One of the technologies Joey is helping researchers beta test, called the Haptic Wave, is a control surface aimed at addressing this problem. Researchers from Goldsmiths flew over from London, England to Macon, Georgia specifically to work one-on-one with Joey and run through a number of experiments. Joey describes the Haptic Wave interface in this way: “Essentially what you have is the X and a Y axis. So it’s a fairly simple device to build…it’s got two faders on it. It’s got one fader that goes from left to right, and then another fader, a smaller one, on top of that fader that goes up and down…As you scrub left to right, it takes you through the wave form, and moves you through the audio. And then, the other fader that moves up and down, bounces around to show you what the amplitude is. So as you move from left to right, the other fader moves up and down and gives you decibel levels… That’s really handy when you’re looking for transients. Like, ‘Oh, here’s the kick drum. I can see that this is where the kick…the heavy attack’s at_, so I want to move this a beat earlier,’ or whatever. It’s in the very early development stages.”
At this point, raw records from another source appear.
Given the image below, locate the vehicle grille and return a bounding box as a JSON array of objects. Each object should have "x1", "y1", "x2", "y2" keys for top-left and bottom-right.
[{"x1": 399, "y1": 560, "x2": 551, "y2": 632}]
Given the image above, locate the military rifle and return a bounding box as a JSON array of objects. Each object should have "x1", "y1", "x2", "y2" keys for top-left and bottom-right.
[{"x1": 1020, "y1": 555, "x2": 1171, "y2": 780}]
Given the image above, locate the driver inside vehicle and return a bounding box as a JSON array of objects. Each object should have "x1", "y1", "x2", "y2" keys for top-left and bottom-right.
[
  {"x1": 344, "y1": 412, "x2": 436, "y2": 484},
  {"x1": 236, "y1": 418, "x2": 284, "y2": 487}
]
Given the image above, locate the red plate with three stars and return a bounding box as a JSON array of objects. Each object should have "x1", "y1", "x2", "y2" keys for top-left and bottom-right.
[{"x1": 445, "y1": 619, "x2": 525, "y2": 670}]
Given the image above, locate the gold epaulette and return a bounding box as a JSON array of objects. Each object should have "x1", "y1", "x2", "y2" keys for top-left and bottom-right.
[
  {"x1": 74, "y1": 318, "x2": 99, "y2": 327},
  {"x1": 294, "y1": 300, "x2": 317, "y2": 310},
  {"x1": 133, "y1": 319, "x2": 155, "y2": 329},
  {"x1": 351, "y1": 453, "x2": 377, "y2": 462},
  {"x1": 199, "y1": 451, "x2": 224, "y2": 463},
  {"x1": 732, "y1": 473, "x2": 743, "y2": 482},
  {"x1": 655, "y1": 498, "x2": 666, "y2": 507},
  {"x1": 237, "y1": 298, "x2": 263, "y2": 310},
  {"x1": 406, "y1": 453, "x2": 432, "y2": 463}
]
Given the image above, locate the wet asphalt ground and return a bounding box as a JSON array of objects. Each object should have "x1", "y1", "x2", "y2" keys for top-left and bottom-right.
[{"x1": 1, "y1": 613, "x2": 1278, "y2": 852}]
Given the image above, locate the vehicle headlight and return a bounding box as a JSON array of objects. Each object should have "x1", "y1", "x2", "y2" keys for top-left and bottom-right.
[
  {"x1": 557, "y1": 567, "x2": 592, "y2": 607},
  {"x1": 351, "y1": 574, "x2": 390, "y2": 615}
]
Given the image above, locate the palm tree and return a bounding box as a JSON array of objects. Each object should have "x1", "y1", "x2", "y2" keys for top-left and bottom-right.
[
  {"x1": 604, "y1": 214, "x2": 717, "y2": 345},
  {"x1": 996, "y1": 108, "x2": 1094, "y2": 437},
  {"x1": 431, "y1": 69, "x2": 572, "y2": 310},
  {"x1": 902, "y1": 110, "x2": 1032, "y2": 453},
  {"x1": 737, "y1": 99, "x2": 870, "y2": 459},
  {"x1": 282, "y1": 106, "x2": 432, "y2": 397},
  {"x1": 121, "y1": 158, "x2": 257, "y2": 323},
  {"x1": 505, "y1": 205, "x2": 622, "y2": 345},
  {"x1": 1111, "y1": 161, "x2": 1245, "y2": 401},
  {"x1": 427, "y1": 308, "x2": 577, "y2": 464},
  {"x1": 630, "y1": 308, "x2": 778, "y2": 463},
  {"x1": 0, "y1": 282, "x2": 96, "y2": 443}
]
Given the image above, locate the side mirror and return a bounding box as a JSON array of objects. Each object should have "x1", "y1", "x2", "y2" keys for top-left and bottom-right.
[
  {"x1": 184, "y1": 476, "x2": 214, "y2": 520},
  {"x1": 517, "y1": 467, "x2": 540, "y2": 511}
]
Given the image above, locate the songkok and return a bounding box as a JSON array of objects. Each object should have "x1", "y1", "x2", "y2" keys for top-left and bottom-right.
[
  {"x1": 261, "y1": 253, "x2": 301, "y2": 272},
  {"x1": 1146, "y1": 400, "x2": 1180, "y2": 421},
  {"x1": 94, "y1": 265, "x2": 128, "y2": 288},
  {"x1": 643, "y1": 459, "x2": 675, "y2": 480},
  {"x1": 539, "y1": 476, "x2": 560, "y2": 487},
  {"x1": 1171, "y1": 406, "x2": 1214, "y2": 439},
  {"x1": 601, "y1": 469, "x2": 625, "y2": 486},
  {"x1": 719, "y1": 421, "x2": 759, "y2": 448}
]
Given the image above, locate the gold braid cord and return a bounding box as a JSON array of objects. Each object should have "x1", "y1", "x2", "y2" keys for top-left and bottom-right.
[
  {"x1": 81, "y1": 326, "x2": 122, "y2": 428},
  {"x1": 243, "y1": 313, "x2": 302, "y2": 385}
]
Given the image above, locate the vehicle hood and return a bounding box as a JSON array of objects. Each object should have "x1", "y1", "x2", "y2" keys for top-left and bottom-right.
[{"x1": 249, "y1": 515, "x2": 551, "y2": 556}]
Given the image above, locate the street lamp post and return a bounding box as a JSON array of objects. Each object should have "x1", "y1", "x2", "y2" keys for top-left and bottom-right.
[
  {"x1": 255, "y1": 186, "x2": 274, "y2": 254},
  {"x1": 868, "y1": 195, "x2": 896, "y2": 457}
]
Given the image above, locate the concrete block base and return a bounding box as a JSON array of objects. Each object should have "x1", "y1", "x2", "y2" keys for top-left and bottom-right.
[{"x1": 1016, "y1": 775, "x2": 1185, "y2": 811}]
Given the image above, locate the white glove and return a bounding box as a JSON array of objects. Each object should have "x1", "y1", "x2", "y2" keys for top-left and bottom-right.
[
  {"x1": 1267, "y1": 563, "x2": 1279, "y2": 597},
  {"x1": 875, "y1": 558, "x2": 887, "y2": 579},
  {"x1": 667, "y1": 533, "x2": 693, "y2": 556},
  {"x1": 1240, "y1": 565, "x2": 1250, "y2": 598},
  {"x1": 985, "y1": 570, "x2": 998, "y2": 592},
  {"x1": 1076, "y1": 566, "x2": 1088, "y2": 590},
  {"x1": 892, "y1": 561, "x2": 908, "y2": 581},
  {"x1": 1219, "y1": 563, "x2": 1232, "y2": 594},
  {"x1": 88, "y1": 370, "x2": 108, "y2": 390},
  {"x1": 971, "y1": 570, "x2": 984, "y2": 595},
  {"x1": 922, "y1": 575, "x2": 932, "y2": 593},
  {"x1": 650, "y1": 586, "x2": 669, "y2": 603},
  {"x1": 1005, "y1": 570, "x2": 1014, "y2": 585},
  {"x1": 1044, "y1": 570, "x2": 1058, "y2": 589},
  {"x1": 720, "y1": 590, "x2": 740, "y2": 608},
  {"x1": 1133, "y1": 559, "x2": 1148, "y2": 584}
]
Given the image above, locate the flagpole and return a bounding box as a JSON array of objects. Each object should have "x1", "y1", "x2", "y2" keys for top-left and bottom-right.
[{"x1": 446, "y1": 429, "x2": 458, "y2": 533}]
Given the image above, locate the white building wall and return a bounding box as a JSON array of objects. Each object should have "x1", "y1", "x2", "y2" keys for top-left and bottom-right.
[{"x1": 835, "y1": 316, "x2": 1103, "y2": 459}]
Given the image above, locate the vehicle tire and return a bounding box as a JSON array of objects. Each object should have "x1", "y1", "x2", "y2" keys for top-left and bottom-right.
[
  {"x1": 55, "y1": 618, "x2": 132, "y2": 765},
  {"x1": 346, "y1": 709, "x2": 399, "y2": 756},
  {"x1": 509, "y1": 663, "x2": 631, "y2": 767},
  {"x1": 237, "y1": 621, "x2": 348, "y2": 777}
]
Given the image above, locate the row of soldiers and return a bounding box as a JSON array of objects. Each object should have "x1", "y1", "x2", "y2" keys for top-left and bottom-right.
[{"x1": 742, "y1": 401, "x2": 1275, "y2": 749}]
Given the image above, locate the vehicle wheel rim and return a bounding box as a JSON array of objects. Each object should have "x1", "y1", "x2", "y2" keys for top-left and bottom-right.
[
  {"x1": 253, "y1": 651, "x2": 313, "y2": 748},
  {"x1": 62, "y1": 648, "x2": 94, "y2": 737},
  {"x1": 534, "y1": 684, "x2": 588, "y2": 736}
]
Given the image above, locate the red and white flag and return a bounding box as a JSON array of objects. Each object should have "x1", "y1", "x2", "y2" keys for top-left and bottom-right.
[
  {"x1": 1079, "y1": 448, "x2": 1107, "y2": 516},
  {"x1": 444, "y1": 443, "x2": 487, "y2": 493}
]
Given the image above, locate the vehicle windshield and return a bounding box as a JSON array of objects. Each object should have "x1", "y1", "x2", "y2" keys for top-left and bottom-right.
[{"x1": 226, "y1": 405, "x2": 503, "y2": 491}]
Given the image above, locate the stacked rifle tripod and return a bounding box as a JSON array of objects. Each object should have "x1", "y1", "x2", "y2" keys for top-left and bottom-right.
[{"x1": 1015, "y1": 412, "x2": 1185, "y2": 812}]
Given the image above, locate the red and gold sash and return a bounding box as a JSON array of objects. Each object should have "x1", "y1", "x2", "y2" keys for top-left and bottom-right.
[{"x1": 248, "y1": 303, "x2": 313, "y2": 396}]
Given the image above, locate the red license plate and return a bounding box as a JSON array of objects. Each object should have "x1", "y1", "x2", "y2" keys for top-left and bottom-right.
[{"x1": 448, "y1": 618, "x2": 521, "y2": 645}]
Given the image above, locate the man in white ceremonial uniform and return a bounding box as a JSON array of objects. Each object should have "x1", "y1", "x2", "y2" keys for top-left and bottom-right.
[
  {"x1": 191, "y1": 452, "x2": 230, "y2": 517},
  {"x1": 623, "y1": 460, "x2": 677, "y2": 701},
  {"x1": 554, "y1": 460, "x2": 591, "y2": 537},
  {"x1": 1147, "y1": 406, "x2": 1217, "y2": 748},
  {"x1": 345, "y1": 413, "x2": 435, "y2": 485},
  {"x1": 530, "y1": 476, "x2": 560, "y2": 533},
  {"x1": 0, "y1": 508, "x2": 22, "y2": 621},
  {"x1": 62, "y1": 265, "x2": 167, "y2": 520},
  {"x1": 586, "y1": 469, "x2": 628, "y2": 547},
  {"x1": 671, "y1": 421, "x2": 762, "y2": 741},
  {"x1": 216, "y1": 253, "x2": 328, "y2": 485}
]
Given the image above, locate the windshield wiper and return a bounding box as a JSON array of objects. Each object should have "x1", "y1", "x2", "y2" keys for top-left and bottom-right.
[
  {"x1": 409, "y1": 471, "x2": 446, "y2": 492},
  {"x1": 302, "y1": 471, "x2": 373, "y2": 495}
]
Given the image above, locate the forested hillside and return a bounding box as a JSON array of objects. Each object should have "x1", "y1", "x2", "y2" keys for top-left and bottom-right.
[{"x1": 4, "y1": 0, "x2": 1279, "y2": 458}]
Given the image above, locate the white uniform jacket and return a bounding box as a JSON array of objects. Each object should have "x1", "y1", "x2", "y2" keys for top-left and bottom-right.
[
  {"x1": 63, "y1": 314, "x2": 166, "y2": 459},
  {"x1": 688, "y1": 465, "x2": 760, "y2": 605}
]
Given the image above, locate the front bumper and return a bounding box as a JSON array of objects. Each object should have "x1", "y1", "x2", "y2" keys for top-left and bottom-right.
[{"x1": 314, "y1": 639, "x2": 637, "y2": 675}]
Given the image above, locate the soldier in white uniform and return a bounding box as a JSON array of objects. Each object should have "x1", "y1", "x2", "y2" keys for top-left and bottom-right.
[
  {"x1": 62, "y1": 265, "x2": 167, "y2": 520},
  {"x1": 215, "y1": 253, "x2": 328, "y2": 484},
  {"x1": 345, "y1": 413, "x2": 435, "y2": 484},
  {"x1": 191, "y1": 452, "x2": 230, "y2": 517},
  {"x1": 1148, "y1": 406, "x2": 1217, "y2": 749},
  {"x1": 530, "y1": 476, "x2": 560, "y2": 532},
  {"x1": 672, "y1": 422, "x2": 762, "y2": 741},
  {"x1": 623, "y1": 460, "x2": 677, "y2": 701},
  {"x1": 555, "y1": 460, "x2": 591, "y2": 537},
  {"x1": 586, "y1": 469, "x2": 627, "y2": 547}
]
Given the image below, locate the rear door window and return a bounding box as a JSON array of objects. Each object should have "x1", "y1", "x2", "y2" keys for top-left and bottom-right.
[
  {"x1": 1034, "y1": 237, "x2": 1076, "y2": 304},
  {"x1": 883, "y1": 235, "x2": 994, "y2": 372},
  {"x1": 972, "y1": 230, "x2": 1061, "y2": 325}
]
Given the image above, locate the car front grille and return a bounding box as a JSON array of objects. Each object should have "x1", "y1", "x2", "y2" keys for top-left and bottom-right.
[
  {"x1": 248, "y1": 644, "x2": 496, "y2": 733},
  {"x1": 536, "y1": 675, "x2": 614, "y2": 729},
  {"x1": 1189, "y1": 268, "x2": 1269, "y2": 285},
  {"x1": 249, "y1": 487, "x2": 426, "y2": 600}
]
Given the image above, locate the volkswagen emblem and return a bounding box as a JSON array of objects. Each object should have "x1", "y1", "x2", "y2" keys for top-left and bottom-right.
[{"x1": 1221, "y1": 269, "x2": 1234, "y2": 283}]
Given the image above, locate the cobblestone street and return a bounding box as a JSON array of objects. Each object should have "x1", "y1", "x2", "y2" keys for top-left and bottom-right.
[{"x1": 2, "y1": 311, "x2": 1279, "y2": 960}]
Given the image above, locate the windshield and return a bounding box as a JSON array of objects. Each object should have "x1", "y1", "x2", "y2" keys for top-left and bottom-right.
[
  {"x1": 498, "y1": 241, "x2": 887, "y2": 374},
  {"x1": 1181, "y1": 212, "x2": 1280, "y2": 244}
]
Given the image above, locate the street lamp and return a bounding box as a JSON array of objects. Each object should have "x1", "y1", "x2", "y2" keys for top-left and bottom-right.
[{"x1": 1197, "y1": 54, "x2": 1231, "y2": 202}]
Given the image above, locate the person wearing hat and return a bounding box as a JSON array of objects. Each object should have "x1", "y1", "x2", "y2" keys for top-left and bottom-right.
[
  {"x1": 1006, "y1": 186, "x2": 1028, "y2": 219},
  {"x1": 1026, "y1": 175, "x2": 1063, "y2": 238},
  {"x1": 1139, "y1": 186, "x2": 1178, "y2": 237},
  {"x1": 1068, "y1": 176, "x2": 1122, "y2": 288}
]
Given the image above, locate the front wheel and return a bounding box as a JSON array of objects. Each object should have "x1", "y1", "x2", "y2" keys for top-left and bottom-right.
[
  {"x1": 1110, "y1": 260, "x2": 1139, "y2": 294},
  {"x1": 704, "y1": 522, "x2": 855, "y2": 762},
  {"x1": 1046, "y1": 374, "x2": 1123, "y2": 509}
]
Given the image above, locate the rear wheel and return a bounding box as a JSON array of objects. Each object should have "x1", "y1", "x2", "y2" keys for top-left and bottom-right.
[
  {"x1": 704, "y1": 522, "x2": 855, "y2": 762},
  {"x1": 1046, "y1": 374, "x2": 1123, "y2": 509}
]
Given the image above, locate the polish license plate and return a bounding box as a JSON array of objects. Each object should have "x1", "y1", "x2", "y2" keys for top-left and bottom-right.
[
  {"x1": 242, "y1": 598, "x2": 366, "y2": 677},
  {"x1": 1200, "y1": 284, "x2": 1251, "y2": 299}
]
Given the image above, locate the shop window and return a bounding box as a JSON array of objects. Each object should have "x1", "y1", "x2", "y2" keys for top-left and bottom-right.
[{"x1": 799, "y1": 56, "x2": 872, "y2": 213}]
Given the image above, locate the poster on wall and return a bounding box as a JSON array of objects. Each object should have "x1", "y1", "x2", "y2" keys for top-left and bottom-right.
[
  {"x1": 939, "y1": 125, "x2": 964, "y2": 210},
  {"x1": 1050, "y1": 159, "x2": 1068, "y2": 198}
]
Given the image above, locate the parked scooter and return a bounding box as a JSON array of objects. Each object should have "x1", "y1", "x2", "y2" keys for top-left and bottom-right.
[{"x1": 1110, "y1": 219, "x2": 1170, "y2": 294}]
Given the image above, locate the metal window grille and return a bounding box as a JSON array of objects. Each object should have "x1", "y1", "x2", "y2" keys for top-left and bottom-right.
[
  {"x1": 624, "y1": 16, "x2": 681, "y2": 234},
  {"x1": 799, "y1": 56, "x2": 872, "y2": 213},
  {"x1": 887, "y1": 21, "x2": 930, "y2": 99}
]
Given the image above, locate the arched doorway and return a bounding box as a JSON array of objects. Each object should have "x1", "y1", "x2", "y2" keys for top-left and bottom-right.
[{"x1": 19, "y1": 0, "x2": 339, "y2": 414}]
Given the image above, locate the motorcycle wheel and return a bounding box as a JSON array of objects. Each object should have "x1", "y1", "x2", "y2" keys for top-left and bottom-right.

Joey is also helping beta test a technology developed at Queen Mary University of London. They’ve developed a plugin called the Accessible Peak Meter (available now for free). The technology enables blind engineers to define parameters telling them when they’ve hit certain decibel level on a track. “If you’re looking for peaks, you know, it will actually beep and tell you when you’ve hit that peak. And of course you can have as many instances as you want, on as many tracks as you want. If you just want it over your master bus, you know, that’s fine. Or if you want it on each track, that’s fine… It’s a brilliant piece of technology. And now, they’re talking about trying to find a way to make spectrum analyzers more accessible by using different tones.”
So how does Joey feel about the contribution he’s making to the world? He’s downright jazzed about it.
“I came back from that conference re-inspired to do more. I’ve done a lot, but I’ve become more inspired to do more. Because honestly, you know, most of the blind musicians that were there are not at the same place that I am in their journey. They haven’t had the opportunities I’ve had. They haven’t had the ability to do the things that I’ve done professionally and a lot of them really deserve it. There’s some incredible talent. And so I thought, ‘Man, I need to come back and help make sure that these people get a chance to be heard.’”
Keep on being part of the solution Joey! Change is on the way and we’re proud Recording Connection mentor Joey Stuckey is at the forefront of making it happen!